After some false starts, has the security industry finally come up with an antifraud scheme that works?
I’m reading a rather good book at the moment. Of course, it’s not as good as Bravo Two Zero by Andy McNab, which actually gets better with every read, but I guarantee that anyone who’s responsible for risk management or fraud prevention would find it highly absorbing.
Other People’s Money is the true story of Elliot Castro, Britain’s answer to Frank Abagnale, of Catch Me If You Can fame. In it he gives a rip-roaring account of his time living the high life all at the expense of the credit card companies. Reading about his exploits, it’s hard not to admire someone prepared to take on the banks and card giants with such relish. What is also remarkable about his story is just how poor many of our major institutions’ fraud prevention systems were.
Castro applied classic social engineering techniques to steal the identities of innocent cardholders, and on numerous occasions was able to take advantage of a chaotic and disjointed international enforcement regime to escape long jail sentences.
Things might have improved a bit since then, but there’s still a lot more industry could be doing to mitigate the risk of fraud.
Castro did most of his dirty work over the phone, whereas today the web is the main battleground in the war against fraudsters.
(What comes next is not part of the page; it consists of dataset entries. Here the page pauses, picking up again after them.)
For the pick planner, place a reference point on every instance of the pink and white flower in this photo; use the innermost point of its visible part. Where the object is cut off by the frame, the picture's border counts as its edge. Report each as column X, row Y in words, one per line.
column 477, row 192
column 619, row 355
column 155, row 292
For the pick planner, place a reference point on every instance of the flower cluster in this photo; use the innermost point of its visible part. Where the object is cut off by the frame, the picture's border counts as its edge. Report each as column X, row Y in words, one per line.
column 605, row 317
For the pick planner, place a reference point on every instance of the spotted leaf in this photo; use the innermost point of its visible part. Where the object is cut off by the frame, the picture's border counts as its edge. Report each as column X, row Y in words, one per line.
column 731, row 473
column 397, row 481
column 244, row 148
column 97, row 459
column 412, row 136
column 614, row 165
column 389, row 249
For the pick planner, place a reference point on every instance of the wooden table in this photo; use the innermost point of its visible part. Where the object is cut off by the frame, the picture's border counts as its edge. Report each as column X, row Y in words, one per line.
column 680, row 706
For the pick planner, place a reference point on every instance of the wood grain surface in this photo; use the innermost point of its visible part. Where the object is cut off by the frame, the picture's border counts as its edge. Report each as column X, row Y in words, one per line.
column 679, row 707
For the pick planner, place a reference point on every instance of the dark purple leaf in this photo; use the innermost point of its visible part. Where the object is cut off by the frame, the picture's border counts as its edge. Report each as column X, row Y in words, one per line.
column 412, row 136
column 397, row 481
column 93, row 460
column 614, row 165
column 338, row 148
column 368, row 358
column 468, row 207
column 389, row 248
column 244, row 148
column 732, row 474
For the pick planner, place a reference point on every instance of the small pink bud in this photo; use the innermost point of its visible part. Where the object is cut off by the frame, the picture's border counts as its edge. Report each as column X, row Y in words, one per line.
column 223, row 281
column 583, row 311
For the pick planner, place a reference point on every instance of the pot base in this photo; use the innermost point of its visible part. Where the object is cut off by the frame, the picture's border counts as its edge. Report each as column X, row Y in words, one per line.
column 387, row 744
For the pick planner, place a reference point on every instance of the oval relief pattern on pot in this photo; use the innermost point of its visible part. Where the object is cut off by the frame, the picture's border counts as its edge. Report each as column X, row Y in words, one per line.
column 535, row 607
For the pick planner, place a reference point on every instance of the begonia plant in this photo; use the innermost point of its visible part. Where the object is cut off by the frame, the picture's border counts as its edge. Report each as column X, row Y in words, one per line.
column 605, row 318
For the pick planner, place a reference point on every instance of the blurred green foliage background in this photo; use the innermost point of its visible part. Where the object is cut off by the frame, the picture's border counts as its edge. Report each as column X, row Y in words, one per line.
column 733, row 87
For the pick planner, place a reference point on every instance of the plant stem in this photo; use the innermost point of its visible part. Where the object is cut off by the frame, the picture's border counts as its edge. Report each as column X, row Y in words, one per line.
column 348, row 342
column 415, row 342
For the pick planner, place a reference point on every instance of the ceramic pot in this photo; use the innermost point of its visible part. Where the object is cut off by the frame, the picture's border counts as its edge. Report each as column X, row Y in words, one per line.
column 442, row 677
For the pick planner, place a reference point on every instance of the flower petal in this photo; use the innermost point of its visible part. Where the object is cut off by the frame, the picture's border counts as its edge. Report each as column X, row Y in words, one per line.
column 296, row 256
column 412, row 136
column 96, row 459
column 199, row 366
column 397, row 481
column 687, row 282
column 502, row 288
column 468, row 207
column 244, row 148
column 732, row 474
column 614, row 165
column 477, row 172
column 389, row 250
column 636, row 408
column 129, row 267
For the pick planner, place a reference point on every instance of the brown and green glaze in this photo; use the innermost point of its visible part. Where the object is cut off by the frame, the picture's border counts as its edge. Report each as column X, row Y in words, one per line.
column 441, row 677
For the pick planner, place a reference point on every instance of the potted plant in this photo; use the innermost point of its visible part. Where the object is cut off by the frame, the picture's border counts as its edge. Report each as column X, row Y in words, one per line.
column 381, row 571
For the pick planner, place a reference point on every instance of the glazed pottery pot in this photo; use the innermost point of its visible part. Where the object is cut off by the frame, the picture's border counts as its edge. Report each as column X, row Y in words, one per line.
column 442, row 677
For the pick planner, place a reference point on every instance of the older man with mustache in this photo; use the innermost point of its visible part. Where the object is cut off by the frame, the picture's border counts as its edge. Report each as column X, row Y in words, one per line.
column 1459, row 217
One of the solutions in businesses’ anti-fraud arsenal is 3-D Secure protocol, commonly known as Verified by Visa and MasterCard SecureCode. This is the card companies’ grand answer to threats such as phishing and identity fraud. But there’s a problem. 3-D Secure certainly makes life harder for the criminals, but it also causes extra hassle for the customer.
There’s clear evidence now from the merchants that the scheme is proving to be a major barrier to the transaction process Lastminute.com in particular springs to mind as one that has suffered in this respect. The old adage in fraud prevention is that you must try to balance the three prongs of security, cost and usability. Well, despite the card companies promising to cover any fraud losses incurred as a result of 3-D transactions, the scheme comes a cropper on the usability front.
Another real barrier to the scheme’s success is that it just doesn’t inspire confidence in nervous shoppers. As Greg Pierson, founder of anti-fraud firm Iovation, pointed out recently, these schemes whisk users away to an unusual URL from either Visa or MasterCard. Having a strange screen suddenly interfere with the ordering process is increasingly likely to get the phishing alarm bells ringing in consumers. And then there’s the password itself: still static, and still vulnerable to harvesting if your PC is unlucky enough to have had a keylogging Trojan downloaded on it.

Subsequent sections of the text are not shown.